Sarebbe assurdo paragonarli a un autoritratto di van Gogh o a una crocifissione di Rembrandt. Sono oggetti semplici, artigianali, realizzati secondo uno schema tradizionale. Eppure, proprio grazie alla loro semplicità, ci consentono di classificare le qualità che li rendono gradevoli e misteriosi agli occhi di chiunque li veda.

 

In primo luogo siamo di fronte a una rappresentazione figurativa: si guarda un uccello, più precisamente una colomba, che sembra sospeso a mezz’aria. C’è dunque un riferimento al mondo della natura circostante. In secondo luogo, la scelta del soggetto (un uccello in volo) e il contesto in cui è collocato (al chiuso, dove gli uccelli in carne e ossa sono improbabili) fa sì che l’oggetto sia simbolico. Tale simbolismo primario si unisce poi a un più generale simbolismo culturale. Agli uccelli, e alle colombe in particolare, sono stati attribuiti significati simbolici in una varietà molto ampia di culture.

 

In terzo luogo, il rispetto per il materiale usato è evidente. Il legno è stato sagomato tenendo conto delle sue caratteristiche di leggerezza, malleabilità e consistenza. Guardandolo, si è stupiti dalla facilità con cui il legno si trasforma in uccello. In quarto luogo, siamo al cospetto di un’unità e di un’economia formali.

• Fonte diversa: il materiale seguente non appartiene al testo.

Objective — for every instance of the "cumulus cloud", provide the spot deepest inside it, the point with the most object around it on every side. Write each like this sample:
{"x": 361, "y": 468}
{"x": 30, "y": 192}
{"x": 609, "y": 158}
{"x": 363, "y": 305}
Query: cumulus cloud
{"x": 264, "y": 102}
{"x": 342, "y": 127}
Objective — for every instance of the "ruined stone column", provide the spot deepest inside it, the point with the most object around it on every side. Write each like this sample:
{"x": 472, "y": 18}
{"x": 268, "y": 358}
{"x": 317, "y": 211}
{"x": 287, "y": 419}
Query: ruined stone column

Nonostante l’apparente complessità dell’oggetto, la grammatica della sua fattura è semplice, addirittura austera. La sua ricchezza è il risultato di ripetizioni che sono anche variazioni. In quinto luogo, questo oggetto creato dall’uomo suscita una specie di stupore: come diavolo è stato fatto? Ho già fornito qualche indicazione schematica, ma chiunque non abbia familiarità con la tecnica vuol prendere in mano la colomba ed esaminarla da vicino per scoprire il segreto che si cela dietro la sua fabbricazione.

 

Quando non sono differenziate e vengono percepite come un insieme, queste cinque qualità provocano per lo meno la sensazione momentanea di essere di fronte a un mistero. Stiamo osservando un pezzo di legno che è diventato un uccello. Stiamo osservando un uccello che in qualche modo è più di un uccello. Stiamo osservando qualcosa che è stato lavorato con un’abilità misteriosa e una forma di amore.

 

Finora ho cercato di isolare le qualità dell’uccello bianco che suscitano un’emozione estetica. (La parola «emozione», pur denotando un moto del cuore e dell’immaginazione, è un po’ depistante, perché stiamo analizzando un’emozione che ha poco a che fare con le altre emozioni da noi vissute, in particolare perché qui il sé è a un livello di sospensione molto superiore.) Tuttavia le mie definizioni scongiurano la questione essenziale. Riducono l’estetica all’arte. Non dicono nulla del rapporto tra l’arte e la natura, tra l’arte e il mondo.

 

Anche davanti a una montagna, a un deserto appena dopo il tramonto, o a un albero da frutta, si può provare un’emozione estetica. Di conseguenza siamo costretti a ricominciare: stavolta non con un oggetto creato dall’uomo, ma con la natura in cui siamo nati. La vita urbana ha sempre avuto la tendenza a produrre una visione sentimentale della natura, considerata alla stregua di un giardino, una veduta inquadrata da una finestra, o un’arena di liberta. Contadini, marinai, nomadi sanno come stanno le cose. La natura è energia e lotta. È ciò che esiste senza promettere nulla. Se può essere vista come un’arena o uno scenario, deve essere vista come un territorio che si presta tanto al male quanto al bene. La sua energia è spaventosamente indifferente. La prima necessità della vita è un riparo. Un riparo contro la natura. La prima preghiera è una richiesta di protezione. Il primo segno di vita è il dolore. Se la Creazione è stata intenzionale, la sua è una finalità nascosta che può essere scoperta solo attraverso segni intangibili, mai grazie all’evidenza di ciò che avviene.

 

È in questo desolato contesto naturale che incontriamo la bellezza, e l’incontro è per sua natura improvviso e imprevedibile. La burrasca si estingue da sé, il colore del mare passa dal grigio merda al blu acquamarina. Sotto il masso trascinato dalla valanga cresce un fiore. Sopra la baraccopoli sorge la luna. Propongo esempi drammatici per insistere sulla desolazione del contesto. Riflettete su altri esempi di tutti i giorni. Comunque la si incontri, la bellezza è sempre un’eccezione, sempre a dispetto di. È questo che ci commuove. Si può sostenere che l’origine del nostro modo di commuoverci davanti alla bellezza naturale sia stata funzionale.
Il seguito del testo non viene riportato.